山岳信仰 - 日本文化の根底を探る (中公新書)

先週鈴木正崇氏の『山岳信仰*1を読了。


まえがき


序章 山岳信仰とは何か
第一章 出羽三山――死と再生のコスモロジー
第二章 大峯山――修験道の揺籃の地
第三章 英彦山――西日本の山岳信仰の拠点
第四章 富士山――日本人の心のふるさと
第五章 立山――天空の浄土の盛衰
第六章 恐山――死者の魂の行方
第七章 木曽御嶽山――神がかりによる救済
第八章 石鎚山――修行から講へ


あとがき――体験知との出会い
参考文献

序章では、日本における「山岳信仰」の展開――古来の「山岳信仰」、仏教の介入、平安時代から鎌倉時代にかけての修験道の成立と、近世における修験道主導による山岳信仰の大衆化、明治時代の神仏分離による修験道の解体――が概説され、その後の章では、山岳信仰の拠点、つまり日本の代表的な霊山が各章毎に叙述されるという構成になっている。本書は実質的には修験道入門(或いは概説書)ということになるだろう。何故なら、古来様々な仕方で存在した山岳への信仰が仏教、特に密教の世界観に包摂されつつ体系化されたときには修験道という表現を取ったからである。

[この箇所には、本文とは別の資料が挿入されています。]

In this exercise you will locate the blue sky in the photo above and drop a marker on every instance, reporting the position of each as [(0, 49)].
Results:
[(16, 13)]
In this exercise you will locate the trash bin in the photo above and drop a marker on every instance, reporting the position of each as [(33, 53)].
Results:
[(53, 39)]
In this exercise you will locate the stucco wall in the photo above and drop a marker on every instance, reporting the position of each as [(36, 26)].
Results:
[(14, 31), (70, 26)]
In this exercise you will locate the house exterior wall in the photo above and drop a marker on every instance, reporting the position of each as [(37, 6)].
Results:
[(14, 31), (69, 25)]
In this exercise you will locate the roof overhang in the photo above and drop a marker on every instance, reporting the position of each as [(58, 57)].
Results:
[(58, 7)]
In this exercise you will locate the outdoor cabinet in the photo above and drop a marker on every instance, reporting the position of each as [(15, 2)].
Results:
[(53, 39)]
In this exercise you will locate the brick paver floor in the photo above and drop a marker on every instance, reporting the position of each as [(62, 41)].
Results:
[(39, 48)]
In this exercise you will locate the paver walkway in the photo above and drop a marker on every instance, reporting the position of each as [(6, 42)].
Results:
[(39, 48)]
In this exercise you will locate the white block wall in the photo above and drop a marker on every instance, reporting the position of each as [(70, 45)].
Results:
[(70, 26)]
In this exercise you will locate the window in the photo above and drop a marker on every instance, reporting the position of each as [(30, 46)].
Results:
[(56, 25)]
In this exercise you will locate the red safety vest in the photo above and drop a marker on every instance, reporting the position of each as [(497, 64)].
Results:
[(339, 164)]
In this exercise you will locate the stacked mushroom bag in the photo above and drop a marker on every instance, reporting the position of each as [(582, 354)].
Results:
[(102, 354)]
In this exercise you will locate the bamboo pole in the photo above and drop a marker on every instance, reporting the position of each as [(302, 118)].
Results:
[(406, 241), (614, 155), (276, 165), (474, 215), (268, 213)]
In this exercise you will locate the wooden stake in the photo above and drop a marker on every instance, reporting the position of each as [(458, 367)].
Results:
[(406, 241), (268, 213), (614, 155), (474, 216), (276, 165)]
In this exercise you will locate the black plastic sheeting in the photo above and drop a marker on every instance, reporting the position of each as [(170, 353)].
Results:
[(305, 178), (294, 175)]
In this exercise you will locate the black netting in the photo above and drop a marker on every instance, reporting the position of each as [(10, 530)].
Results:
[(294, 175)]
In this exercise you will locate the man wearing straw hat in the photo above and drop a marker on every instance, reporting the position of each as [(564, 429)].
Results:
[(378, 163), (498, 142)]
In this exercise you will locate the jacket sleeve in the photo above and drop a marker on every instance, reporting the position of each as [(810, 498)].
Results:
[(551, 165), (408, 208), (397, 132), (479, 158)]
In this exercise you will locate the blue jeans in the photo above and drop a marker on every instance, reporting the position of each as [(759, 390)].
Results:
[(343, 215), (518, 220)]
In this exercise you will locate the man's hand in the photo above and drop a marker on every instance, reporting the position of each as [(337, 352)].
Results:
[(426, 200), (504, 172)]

また、現在の神道もしくは仏教ということになっている山岳信仰平安時代から江戸時代に至る修験道の遺産抜きには存立することも了解することも不可能だからだ。本書は、修験道についての入門的な書物として、例えば和歌森太郎*2『山伏』、宮家準*3修験道』などに続くものだといえる。なお、鈴木氏は宮家準先生の門下。しかし、登山家として「日本山岳会」会員だということは知らなかった。